Thursday, February 16, 2006

THE SCAMSTER'S BEST FRIEND: I've been spending so much time chronicling the hijinks of the naked-shorting conspiracy nuts that I've been neglecting the real thing. You know, actual, honest-to-gosh stock fraud, with real crimes and real victims and real perpertators.

A federal court jury in Manhatan today gave us a sharp reminder of the real thing, by convicting the former president of a New York company called Impath, Richard P. Adelson, on multiple counts of securities fraud. He faces up to 85 years in prison when he is sentenced on May 30.

Now, there was nothing really unusual about the Impath fraud.

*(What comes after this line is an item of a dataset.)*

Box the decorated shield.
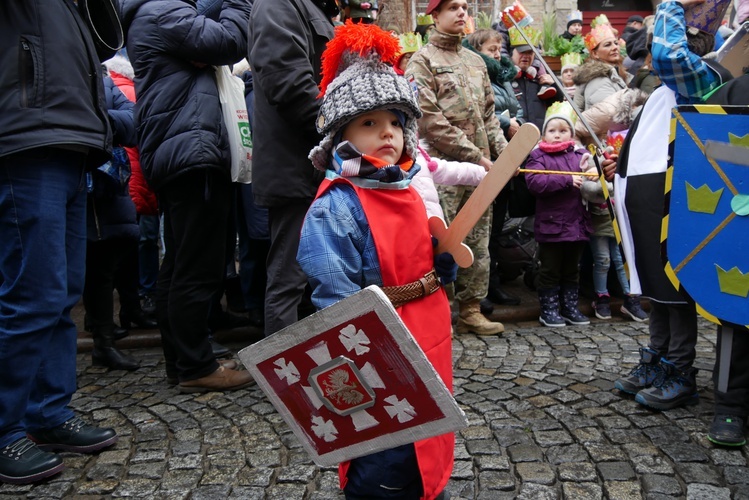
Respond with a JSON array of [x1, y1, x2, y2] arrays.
[[238, 286, 467, 466], [664, 105, 749, 326]]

It was a straight-up, off-the-shelf case of accounting shenanigans, stock manipulation and lies. Impath proclaimed itself to the world as a fast-growing health care company, with double-digit growth in earnings and revenues that turned out to be smoke and mirrors. Everything began to unravel in July 2003. In just a couple of months the stock was down 88 percent, costing shareholders more than $260 million.

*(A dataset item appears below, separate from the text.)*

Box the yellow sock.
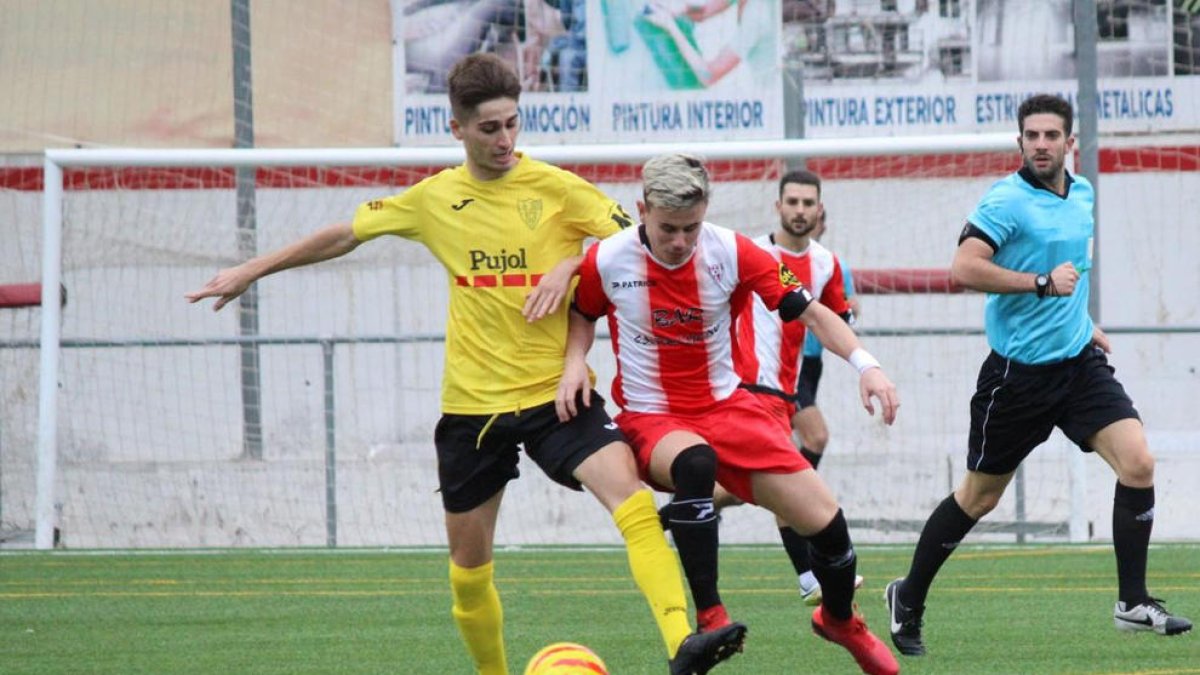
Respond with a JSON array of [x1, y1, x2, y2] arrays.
[[449, 559, 508, 675], [614, 489, 692, 657]]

Now, if a stock today were to decline 88 percent, I don't have to tell you who'd gets blamed. Naked short-sellers, of course! Sure, the paranoid cranks of the Baloney Brigade were around in 2003, but were far less aggressive and brazen than they are today.

An Impath today would have the con men and charlatans of the Baloney Brigade in its corner, firing away. Sure, they're irrational. So what? They succeed in their primary function: to waste the time of everyone concerned and above all to divert attention from the real thing.